Silent speech interface is a device that allows communication without using the sound made when people vocalize their speech sounds. The main goal of a silent speech interface is to accurately capture speech without in need of vocalization. The end result is similar to “reading someone’s mind”. It’s an exciting and growing technology as it is very suitable for human-machine interactions.
This Medium post will be about how does science accomplish the task, and what can be done using silent speech.
Not all silent speech interfaces are created for one general purpose. The goal of a silent speech interface can be generating actual sound (e.g. for larynx cancer patients), or generating text, or to be used as a mean of an interface between humans and computer systems… As the goal differs; methods and even tools differ as well.
Brainmab aims to create a brain-computer interface (or human-machine interface) to interact with Brainmab Platform which people can spend money to peers using Brainmab Token, or send/receive information from cloud. Silent speech interface is our go-to technology in addition to EEG (for gathering data from brain itself) and EMG sensors for extremities (for detecting motion gestures).
The first step to obtain silent speech is to find the right tool to monitor activity. The source for data is elements of human speech production, neural pathways or brain itself. Here’re some popular tools to gather data from human speech system:
Electroglottograph: Measures how much electricity flows across larynx. It can be used to measure the distance between vocal folds.
Electromyograph: Measures skeletal muscle electrical activity. It can be used to measure electrical activity in facial muscles and tongue to gather important information about what a person intends to say.
Photoglottograph: Observes glottal movements and vocal fold vibrations.
Raw data do not mean anything by itself. It must be processed and analyzed to be used. Thanks to the developments in machine learning and statistics, it is now more possible than ever to analyze huge amounts of seemingly noisy and random data and extract meaning from them.
Training machine learning models for silent speech is not different than training them for image recognition by concept. The algorithms may differ, but the idea is the same. Either labeled or unlabeled, data is given to the learning model and it is expected to establish a link between the data and its label, or to cluster inputs into categories if the label is absent. After the training session, the model can accurately predict the results for given input.
Not all silent speech interfaces aim to control a computer system but as Brainmab does, we’ll explain how the process works.

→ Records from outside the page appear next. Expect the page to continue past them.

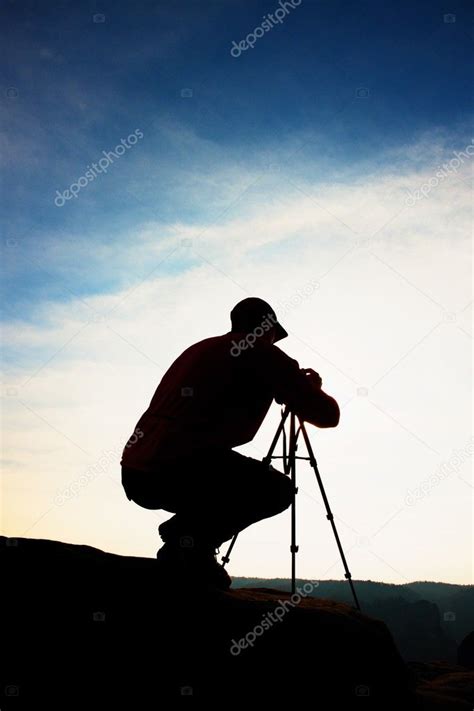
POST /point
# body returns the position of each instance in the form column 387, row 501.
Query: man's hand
column 314, row 377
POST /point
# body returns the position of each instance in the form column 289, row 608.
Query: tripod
column 289, row 458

People use computer based systems everywhere. The control mechanism differs but the at the core, they are alike. People use their fingers to tell something to their smartphone and receive the respose either from their eyes or ears. Personal computers get their instructions from mouse, keyboard or their touchscreens (nowadays) and people get their response with the same way they do while using smartphones. Voice assistants use voice to receive queries and output the response via sound. You have to give instructions to the device, and the device has to give response to you. Anything between those two are automated by software. This is the essence of computer software.
A silent speech interface does not use mouse, keyboard, voice command or touchscreen. It uses people’s inner voice which they don’t have to take effort to generate. The device parses and analyzes raw silent speech input to transform it into useful answers, queries or requests. The rest is automated by computer software. All you do have to do is to think. And you’ll receive answers. Again, at the core, it’s the same experience but the I/O differs. It comes to a point where the following scenario can take place in reality:
Silent Speech Interface: Do you want to pay your USD 50.00 electric bill right now?
User: Oh, yes. Confirm.
Off it goes. And where did the request come from? It is programmed in the past to push you notifications as you receive payment requests. Possibilities are limitless as the software technology goes. You could’ve paid for the groceries, stocks, cryptocurrencies etc.
User: Brainmab, send 100 Brainmab tokens to Alice.
Silent Speech Interface: “Send 100 Brainmab tokens to Alice” do you confirm?
User: Yes, confirm
And again, off it goes.
The video below is a remarkable example for silent speech interfaces. Coming from MIT, name of the project is AlterEgo. It uses EMG electrodes to measure electrical activity of specific facial muscles and then uses a machine learning model in order to control the software inside the device. The device can send information to the user through bone-conduction headphones.
AlterEgo is a closed-loop, non-invasive, wearable system that allows humans to converse in high-bandwidth natural language with machines, artificial intelligence assistants, services, and other people without any voice — without opening their mouth, and without externally observable movements — simply by vocalizing internally. The wearable captures electrical signals, induced by subtle but deliberate movements of internal speech articulators (when a user intentionally vocalizes internally), in likeness to speaking to one’s self.
This is another example of silent speech interfaces. It differs from the last one as this one requires visible oral movements to generate text from silent speech. The presence of visible movement increases the quality of output.
This demo shows how a silent speech interface can be used to generate sound. Coming from Thomas Hueber from CNRS/GIPSA-lab, it uses ultrasound imaging for tongue and an infrared camera for the frontal mouth view. The system then analyzes the image input and tries to mimic what it has learnt.